Last year, Wizz Air exercised its options to purchase another 75 Airbus A321neos and it would appear it started a global trend towards larger narrowbodies. Although the A320 family split of the Indian Paris Air Show orders is to be confirmed, there has been a recent preference for the A321. This includes Viva Aerobus (90 aircraft), Icelandair (13 aircraft and 12 options) and finally Pegasus upping its A321 order by 36 this week.
These recent orders have resulted in the Airbus A321neo overtaking the A320neo in net orders, making it the most-ordered Airbus aircraft. The A321’s max capacity of 240 seats offers a clear advantage over its 180-seat smaller counterpart and finds itself very popular among growing demand, specifically on the high-density routes between airports with infrastructure constraints. The up-gauging trend was not exclusive to Airbus. In May, Ryanair announced a massive order of 300 737 MAX 10s (150 firm and 150 options) – Boeing’s biggest narrowbody variant. This would suggest that airlines’ effort to up-gauge the capacity amidst growing passenger demand and increasing delivery times is well underway.
Moreover, with airlines’ effort to pursue net zero targets becoming more apparent, the A321neo offers yet another advantage with its average CO2 emissions per-seat per-mile being lower by 3% according to IBA NetZero.

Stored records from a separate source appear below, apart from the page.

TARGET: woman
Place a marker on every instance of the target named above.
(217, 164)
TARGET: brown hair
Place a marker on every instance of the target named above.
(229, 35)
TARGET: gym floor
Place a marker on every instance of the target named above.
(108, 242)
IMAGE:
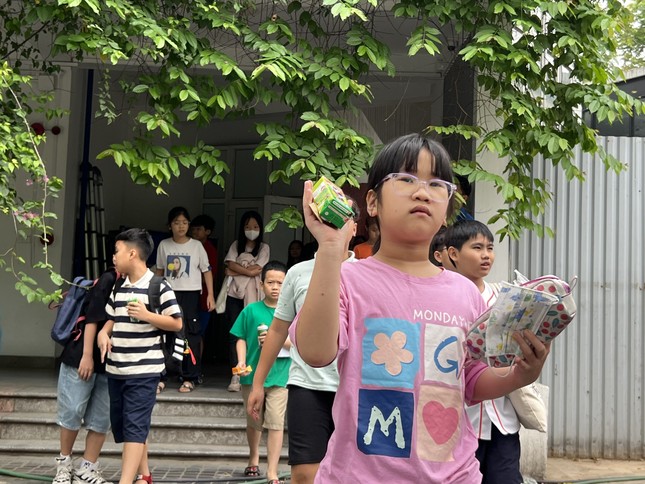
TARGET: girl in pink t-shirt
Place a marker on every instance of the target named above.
(397, 324)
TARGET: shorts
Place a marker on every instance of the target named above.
(131, 403)
(310, 424)
(273, 411)
(204, 319)
(83, 402)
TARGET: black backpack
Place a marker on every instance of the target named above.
(70, 314)
(173, 343)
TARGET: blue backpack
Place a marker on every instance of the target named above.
(70, 313)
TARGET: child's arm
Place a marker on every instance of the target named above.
(104, 339)
(210, 298)
(86, 366)
(138, 310)
(497, 382)
(287, 344)
(317, 327)
(240, 348)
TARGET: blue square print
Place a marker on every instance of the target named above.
(391, 349)
(385, 420)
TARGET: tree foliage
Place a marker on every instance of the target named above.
(537, 62)
(631, 38)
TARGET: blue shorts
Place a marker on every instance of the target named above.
(131, 403)
(204, 319)
(81, 401)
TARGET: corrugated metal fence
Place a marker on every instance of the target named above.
(596, 370)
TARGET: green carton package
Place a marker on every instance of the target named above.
(330, 204)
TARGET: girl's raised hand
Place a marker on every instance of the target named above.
(324, 234)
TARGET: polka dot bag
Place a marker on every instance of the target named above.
(557, 318)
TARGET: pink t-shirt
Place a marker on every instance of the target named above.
(399, 410)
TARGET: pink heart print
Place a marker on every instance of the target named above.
(441, 422)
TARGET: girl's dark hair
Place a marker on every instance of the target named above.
(203, 221)
(272, 265)
(139, 238)
(241, 238)
(176, 212)
(402, 155)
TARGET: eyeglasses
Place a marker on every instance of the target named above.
(407, 184)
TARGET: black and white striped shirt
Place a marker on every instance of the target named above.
(136, 346)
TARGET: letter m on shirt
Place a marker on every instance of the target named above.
(385, 420)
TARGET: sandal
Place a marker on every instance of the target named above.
(187, 387)
(252, 471)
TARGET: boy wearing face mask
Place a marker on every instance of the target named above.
(244, 262)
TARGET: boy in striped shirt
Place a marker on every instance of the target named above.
(131, 341)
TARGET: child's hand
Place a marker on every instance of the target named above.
(242, 369)
(104, 343)
(255, 402)
(261, 338)
(210, 303)
(528, 368)
(324, 234)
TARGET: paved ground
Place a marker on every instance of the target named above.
(163, 471)
(185, 472)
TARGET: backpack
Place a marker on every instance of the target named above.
(173, 343)
(71, 310)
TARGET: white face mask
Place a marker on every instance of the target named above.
(252, 234)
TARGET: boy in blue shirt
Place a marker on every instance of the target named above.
(131, 340)
(248, 348)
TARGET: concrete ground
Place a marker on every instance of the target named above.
(184, 472)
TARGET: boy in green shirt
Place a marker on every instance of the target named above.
(248, 346)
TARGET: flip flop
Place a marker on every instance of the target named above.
(252, 471)
(187, 387)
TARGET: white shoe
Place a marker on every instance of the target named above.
(89, 475)
(63, 470)
(235, 384)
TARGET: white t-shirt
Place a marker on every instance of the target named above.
(292, 297)
(500, 411)
(183, 264)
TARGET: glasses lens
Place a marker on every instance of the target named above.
(406, 184)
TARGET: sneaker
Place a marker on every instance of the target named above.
(235, 384)
(88, 475)
(63, 470)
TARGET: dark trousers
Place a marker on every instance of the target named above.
(234, 307)
(499, 458)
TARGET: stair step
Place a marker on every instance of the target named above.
(164, 429)
(51, 448)
(217, 403)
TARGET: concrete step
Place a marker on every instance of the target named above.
(164, 428)
(210, 403)
(48, 449)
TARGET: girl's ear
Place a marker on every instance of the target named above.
(371, 201)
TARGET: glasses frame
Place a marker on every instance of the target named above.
(452, 188)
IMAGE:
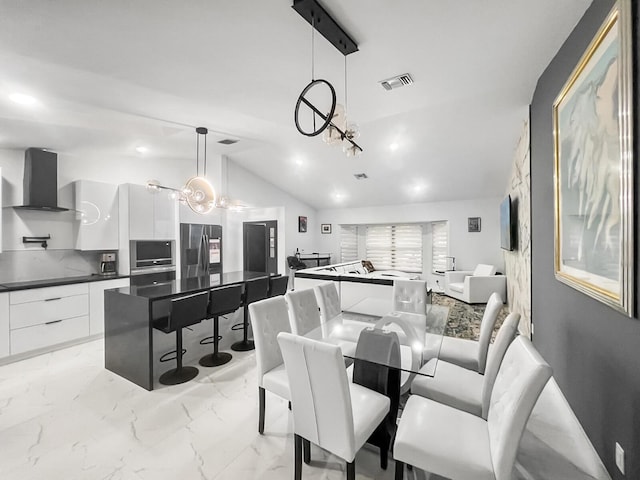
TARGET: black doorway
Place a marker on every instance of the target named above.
(260, 241)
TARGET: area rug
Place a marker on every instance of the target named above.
(464, 319)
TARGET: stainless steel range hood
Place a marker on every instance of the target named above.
(40, 181)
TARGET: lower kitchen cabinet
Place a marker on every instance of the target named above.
(39, 319)
(4, 324)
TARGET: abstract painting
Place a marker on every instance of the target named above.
(593, 168)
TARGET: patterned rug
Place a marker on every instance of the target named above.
(464, 319)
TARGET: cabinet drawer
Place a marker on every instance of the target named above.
(40, 336)
(40, 312)
(36, 294)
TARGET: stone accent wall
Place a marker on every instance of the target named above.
(518, 261)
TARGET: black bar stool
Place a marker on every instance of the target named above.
(222, 300)
(254, 290)
(278, 285)
(184, 311)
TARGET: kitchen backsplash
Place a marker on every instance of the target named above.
(18, 266)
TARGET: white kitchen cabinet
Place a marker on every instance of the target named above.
(44, 317)
(97, 215)
(96, 302)
(152, 215)
(4, 324)
(0, 210)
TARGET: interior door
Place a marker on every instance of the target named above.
(261, 246)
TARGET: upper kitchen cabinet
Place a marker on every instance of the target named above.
(97, 215)
(152, 215)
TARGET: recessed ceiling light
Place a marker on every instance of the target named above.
(22, 99)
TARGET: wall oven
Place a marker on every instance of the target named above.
(152, 261)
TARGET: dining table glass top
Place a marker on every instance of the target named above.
(373, 336)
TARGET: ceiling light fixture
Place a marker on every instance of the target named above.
(22, 99)
(198, 192)
(332, 118)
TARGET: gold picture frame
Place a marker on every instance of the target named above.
(593, 174)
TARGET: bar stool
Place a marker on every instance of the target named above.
(278, 285)
(222, 300)
(254, 290)
(184, 311)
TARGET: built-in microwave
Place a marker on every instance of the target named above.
(148, 256)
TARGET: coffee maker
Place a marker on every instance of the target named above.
(108, 264)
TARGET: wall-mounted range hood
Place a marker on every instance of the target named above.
(41, 181)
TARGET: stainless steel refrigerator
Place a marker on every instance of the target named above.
(200, 249)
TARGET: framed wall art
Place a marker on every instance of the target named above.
(302, 224)
(594, 168)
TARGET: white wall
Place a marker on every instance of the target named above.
(468, 248)
(254, 191)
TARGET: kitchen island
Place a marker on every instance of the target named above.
(132, 346)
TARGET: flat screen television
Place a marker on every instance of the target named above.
(507, 237)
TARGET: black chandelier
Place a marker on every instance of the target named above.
(329, 118)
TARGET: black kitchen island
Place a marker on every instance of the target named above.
(130, 348)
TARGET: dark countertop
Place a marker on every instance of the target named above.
(52, 282)
(172, 288)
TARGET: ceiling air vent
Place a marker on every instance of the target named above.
(397, 81)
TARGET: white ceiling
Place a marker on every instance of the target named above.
(111, 75)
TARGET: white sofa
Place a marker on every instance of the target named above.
(475, 286)
(354, 282)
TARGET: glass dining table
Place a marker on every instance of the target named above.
(386, 349)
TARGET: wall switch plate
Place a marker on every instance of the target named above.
(620, 458)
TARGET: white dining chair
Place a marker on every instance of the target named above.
(456, 444)
(304, 315)
(328, 411)
(472, 354)
(410, 296)
(462, 388)
(269, 317)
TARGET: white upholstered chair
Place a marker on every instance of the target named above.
(328, 410)
(456, 444)
(472, 354)
(466, 389)
(304, 312)
(268, 318)
(410, 296)
(328, 300)
(475, 286)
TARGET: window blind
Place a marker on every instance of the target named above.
(439, 246)
(348, 243)
(397, 247)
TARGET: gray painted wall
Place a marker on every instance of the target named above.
(594, 351)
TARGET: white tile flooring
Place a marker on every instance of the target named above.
(63, 416)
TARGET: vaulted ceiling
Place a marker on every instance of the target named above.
(110, 76)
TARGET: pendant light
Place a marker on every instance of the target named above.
(198, 192)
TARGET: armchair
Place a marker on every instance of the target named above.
(475, 286)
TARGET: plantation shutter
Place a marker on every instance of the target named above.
(439, 246)
(397, 247)
(348, 243)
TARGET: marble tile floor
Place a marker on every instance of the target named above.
(63, 416)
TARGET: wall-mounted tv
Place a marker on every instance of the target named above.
(507, 225)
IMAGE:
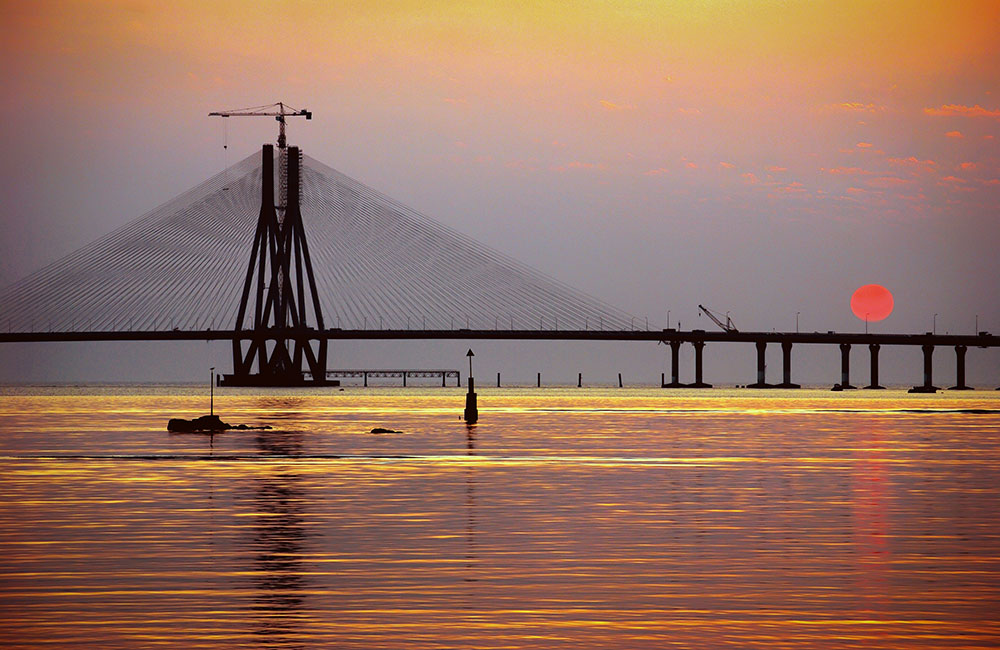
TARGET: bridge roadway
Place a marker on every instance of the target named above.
(664, 336)
(674, 338)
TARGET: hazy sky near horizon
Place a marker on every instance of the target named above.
(763, 158)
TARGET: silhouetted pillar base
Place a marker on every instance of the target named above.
(761, 365)
(845, 369)
(873, 349)
(960, 369)
(928, 386)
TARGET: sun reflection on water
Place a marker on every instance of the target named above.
(564, 518)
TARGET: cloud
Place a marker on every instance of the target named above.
(612, 107)
(964, 111)
(577, 164)
(858, 107)
(887, 181)
(913, 161)
(846, 171)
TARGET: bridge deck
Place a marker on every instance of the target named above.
(982, 340)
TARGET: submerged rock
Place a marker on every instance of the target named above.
(206, 424)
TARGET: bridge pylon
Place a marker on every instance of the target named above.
(285, 313)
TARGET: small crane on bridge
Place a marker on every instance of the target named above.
(726, 327)
(279, 111)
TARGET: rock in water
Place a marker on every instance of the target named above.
(204, 423)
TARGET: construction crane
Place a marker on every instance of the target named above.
(278, 111)
(726, 327)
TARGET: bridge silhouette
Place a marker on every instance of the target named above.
(280, 274)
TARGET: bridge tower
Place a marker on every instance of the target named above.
(285, 312)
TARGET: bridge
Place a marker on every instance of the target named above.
(230, 260)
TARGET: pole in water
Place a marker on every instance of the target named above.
(471, 408)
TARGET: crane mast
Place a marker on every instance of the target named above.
(279, 112)
(726, 327)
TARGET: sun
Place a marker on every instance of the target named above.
(872, 302)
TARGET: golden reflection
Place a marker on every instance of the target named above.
(582, 519)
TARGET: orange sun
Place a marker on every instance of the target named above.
(872, 302)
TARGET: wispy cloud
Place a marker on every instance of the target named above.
(612, 107)
(858, 107)
(577, 164)
(846, 171)
(964, 111)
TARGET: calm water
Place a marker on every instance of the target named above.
(566, 519)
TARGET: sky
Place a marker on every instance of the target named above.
(762, 158)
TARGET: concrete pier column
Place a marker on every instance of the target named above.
(873, 349)
(786, 366)
(928, 386)
(960, 369)
(845, 368)
(675, 347)
(699, 382)
(761, 365)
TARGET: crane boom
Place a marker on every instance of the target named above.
(278, 111)
(726, 327)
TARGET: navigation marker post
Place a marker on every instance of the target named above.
(471, 409)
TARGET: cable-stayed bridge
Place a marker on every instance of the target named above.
(280, 274)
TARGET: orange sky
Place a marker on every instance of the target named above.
(635, 122)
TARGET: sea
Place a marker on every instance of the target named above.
(565, 518)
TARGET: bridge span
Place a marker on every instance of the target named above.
(672, 337)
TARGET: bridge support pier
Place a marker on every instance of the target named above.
(928, 386)
(675, 347)
(960, 351)
(845, 368)
(761, 366)
(699, 347)
(873, 349)
(786, 366)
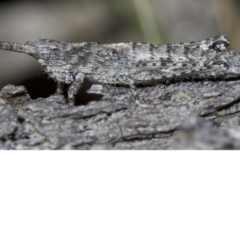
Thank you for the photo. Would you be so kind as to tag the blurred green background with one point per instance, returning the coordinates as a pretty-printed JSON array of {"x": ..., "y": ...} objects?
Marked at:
[{"x": 106, "y": 21}]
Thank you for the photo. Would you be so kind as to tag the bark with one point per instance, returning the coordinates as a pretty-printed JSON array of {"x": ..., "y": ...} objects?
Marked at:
[{"x": 184, "y": 115}]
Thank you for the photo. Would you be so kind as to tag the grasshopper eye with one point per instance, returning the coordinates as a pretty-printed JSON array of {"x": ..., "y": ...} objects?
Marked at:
[{"x": 219, "y": 45}]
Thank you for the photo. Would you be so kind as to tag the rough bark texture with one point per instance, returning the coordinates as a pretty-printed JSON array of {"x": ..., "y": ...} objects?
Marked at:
[{"x": 184, "y": 115}]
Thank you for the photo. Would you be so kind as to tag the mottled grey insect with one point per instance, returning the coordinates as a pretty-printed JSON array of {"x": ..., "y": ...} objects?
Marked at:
[{"x": 130, "y": 64}]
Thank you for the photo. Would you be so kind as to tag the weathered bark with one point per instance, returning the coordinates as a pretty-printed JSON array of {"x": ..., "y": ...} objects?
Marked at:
[{"x": 184, "y": 115}]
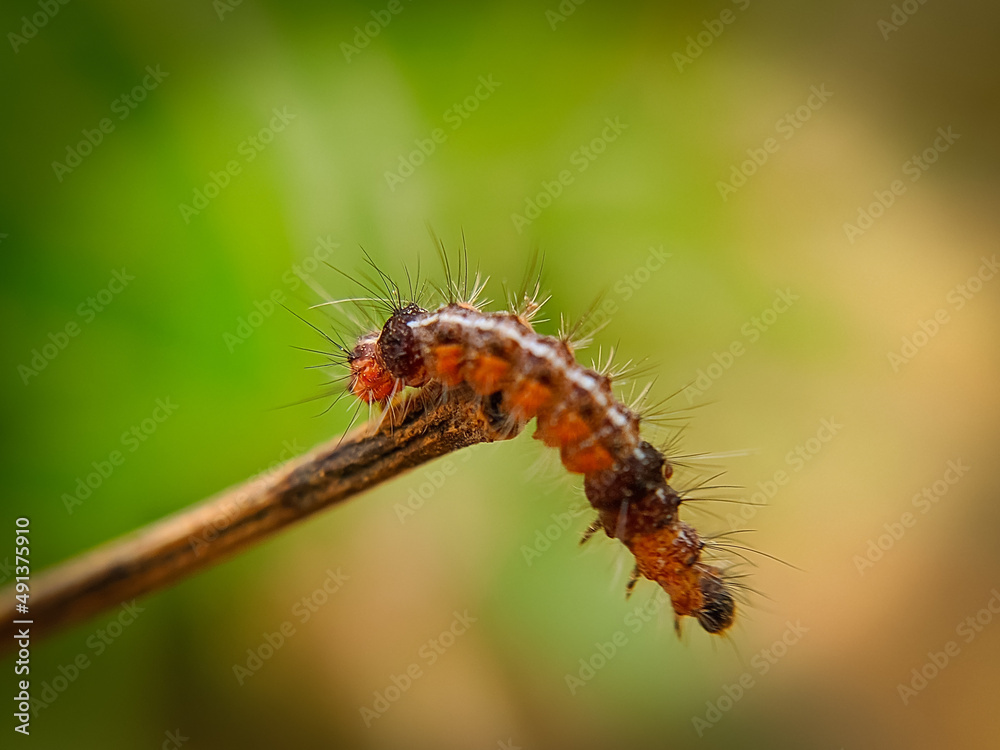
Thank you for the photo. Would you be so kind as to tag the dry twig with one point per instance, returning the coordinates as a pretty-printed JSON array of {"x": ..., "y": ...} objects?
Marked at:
[{"x": 424, "y": 427}]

It would also appear a similar trend seems to be happening in the widebody market. This week Emirates modified 16 777-8s to 777-9s in their order backlog. This now means that their entire 777 backlog is for the larger variant (115 aircraft). Airlines, such as Emirates are starting to look for the alternative for their ageing fleets of A380 superjumbos. However, with Airbus currently not offering anything beyond significantly smaller A350s and the 777X-8 being delayed in favour of the freighter variant, carriers are limited in terms of large widebodies available. For now, the answer appears to be the upcoming Boeing 777X-9 with its 426 seats. This could become the new Gulf flagship aircraft.